A repository of RSS feeds is stored in my database. These feeds are polled periodically for new content. The latest content is then parsed by ClearForest which classifies the content and returns a set of relevant tags classified by type e.g. people, company, etc. These are then stored along with sundry other meta data. For example, a given story on Windows Vista might return the tags "Seattle", "Microsoft" and "Bill Gates" depending on the content.
Hundreds of blog entries are processed in this manner and over time a repository is established. This is where the SixDegrees service comes in.
The front end website allows you to choose a start and end entity. These are essentially Tags queried from the database. The web service will then determine if these entities are linked in any way, through common references within the database.
For example, if the term Bill Gates appears in story AAA and also in story BBB, then those two stories can be thought of as linked to one another through the common reference of Bill. If these stories then contain other key terms for example Windows and Steve Ballmer, then a link between Steve Ballmer and Windows would be established through Bill Gates. The more references, the more confident we can be that semantically this link makes sense.

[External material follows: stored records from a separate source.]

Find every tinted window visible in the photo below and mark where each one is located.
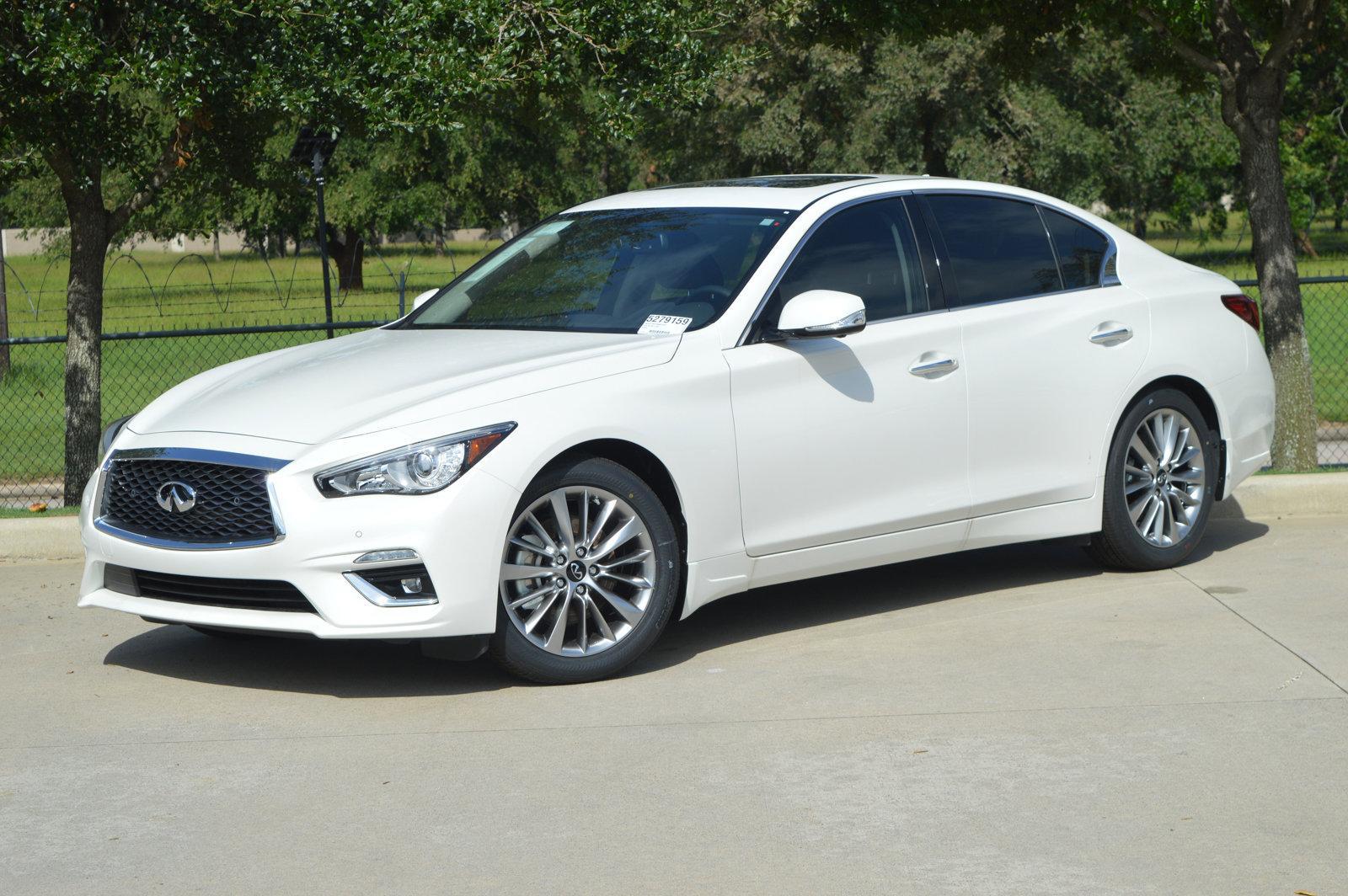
[406,209,790,333]
[768,200,928,321]
[1040,206,1110,290]
[928,195,1062,305]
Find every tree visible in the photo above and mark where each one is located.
[0,0,728,501]
[1134,0,1343,470]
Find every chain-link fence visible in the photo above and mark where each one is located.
[0,276,1348,508]
[1236,276,1348,467]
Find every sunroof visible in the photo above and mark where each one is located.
[655,173,875,190]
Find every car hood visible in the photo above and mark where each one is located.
[131,328,679,445]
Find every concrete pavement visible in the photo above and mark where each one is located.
[0,516,1348,896]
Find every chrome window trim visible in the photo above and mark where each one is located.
[730,189,922,349]
[910,187,1123,304]
[93,447,290,551]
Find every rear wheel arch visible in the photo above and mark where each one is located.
[1105,373,1227,501]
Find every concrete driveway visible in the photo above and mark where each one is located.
[0,517,1348,896]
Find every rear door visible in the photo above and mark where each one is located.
[922,193,1150,516]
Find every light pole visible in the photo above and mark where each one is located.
[290,124,337,339]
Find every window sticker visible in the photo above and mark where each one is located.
[638,314,693,335]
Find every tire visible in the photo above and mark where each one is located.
[1087,388,1220,570]
[488,458,682,685]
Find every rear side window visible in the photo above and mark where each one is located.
[768,200,930,321]
[928,194,1063,306]
[1040,206,1110,290]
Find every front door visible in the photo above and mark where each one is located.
[725,198,969,557]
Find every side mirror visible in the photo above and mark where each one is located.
[777,290,865,339]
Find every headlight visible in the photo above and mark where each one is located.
[314,423,515,497]
[103,413,135,456]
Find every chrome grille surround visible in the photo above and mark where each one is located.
[93,447,290,551]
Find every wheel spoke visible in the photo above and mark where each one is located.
[1128,427,1159,470]
[598,570,651,588]
[551,489,575,554]
[1123,477,1151,494]
[524,590,561,635]
[575,593,589,653]
[500,485,659,658]
[506,582,557,611]
[598,548,651,570]
[1161,485,1175,544]
[1175,445,1202,467]
[524,512,557,554]
[501,563,555,582]
[595,584,645,625]
[1139,494,1161,536]
[585,595,618,642]
[1170,485,1202,507]
[1128,492,1154,528]
[591,516,642,559]
[585,499,618,554]
[510,535,548,554]
[543,595,571,653]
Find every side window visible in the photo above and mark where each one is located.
[1040,205,1110,290]
[770,200,930,321]
[928,194,1062,306]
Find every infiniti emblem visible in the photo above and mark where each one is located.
[155,480,197,514]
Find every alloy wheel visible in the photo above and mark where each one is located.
[500,487,656,656]
[1123,408,1208,547]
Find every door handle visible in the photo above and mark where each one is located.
[908,352,960,379]
[1090,321,1132,345]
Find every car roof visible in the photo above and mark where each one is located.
[568,173,930,211]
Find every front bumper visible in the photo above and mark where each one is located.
[79,445,519,640]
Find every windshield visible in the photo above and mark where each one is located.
[404,209,791,334]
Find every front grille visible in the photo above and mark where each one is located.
[101,458,276,544]
[103,564,314,613]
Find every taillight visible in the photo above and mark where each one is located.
[1222,292,1259,333]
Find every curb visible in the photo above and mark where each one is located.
[1212,473,1348,520]
[0,473,1348,563]
[0,516,83,563]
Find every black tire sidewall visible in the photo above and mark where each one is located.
[489,458,682,685]
[1101,388,1220,570]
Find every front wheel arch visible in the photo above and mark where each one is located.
[542,440,687,620]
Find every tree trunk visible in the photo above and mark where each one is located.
[328,227,366,290]
[1232,115,1317,470]
[63,184,110,505]
[921,106,950,178]
[0,221,9,380]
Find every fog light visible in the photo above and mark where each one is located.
[356,547,420,563]
[342,563,440,606]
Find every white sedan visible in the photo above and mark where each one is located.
[79,175,1274,683]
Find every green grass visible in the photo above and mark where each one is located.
[0,243,495,483]
[5,243,497,335]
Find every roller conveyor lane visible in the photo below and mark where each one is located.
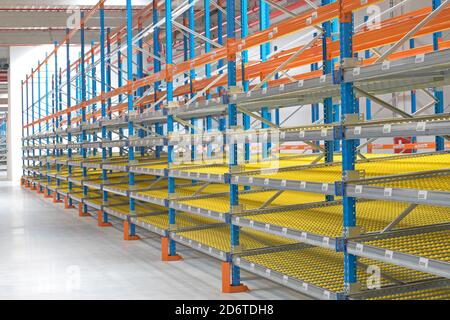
[345,168,450,207]
[169,155,330,183]
[232,201,450,278]
[231,152,450,197]
[169,186,324,221]
[233,245,449,300]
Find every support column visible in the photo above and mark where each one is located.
[241,0,251,165]
[99,4,108,223]
[432,0,445,151]
[161,0,182,261]
[79,12,90,217]
[260,0,272,159]
[123,0,140,240]
[227,0,248,292]
[409,39,417,153]
[340,0,357,294]
[66,28,73,205]
[322,0,334,201]
[152,1,163,159]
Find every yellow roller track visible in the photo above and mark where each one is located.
[179,190,324,212]
[367,232,450,262]
[96,197,216,230]
[247,201,450,239]
[137,179,229,199]
[368,286,450,300]
[375,174,450,192]
[178,225,294,252]
[248,154,450,183]
[244,247,432,292]
[138,212,216,230]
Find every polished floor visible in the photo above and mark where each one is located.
[0,182,307,299]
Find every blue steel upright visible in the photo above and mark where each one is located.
[340,5,357,293]
[152,1,163,158]
[227,0,241,286]
[165,0,176,256]
[203,0,212,149]
[260,0,272,159]
[99,5,108,222]
[432,0,445,151]
[127,0,135,236]
[66,28,73,205]
[240,0,251,162]
[80,12,88,212]
[322,0,334,201]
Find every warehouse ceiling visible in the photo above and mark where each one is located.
[0,0,150,46]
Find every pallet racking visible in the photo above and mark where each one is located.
[22,0,450,299]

As you can see the data created forms a non-directed graph. My service processes this graph efficiently to be able to return results in a real-time fashion. I also use Ajax techniques to improve the user interface.
All data is user generated, essentially from blogs. By processing data from the blogosphere in this manner and combining it with the services of ClearForest the semantics of the content can be determined. This is essentially a very small step towards the semantic web.
Once a connection has been found, the resulting link is documented in RDF. The RDF essentially describes the triples within the link. Developers will be glad to learn I have validated the RDF using the w3C RDF validator located here [LINK].
The RDF validator can generate a graph representing your RDF triplets. As an example of the output and proof that this works, checkout the graph generated between the country "Australia" and the company "Dell". [LINK]
Lastly, should you so desire, I have exposed the capabilities of the service through SOAP and REST interfaces so that developers can build on top of the data collected. I need to document these better but for now here’s a few sample queries:
and of course the connection WSDL is located here [LINK]
This is an experiment and I have already thought of a number of ways to improve it, time permitting. I hope you find this tool as interesting as I do.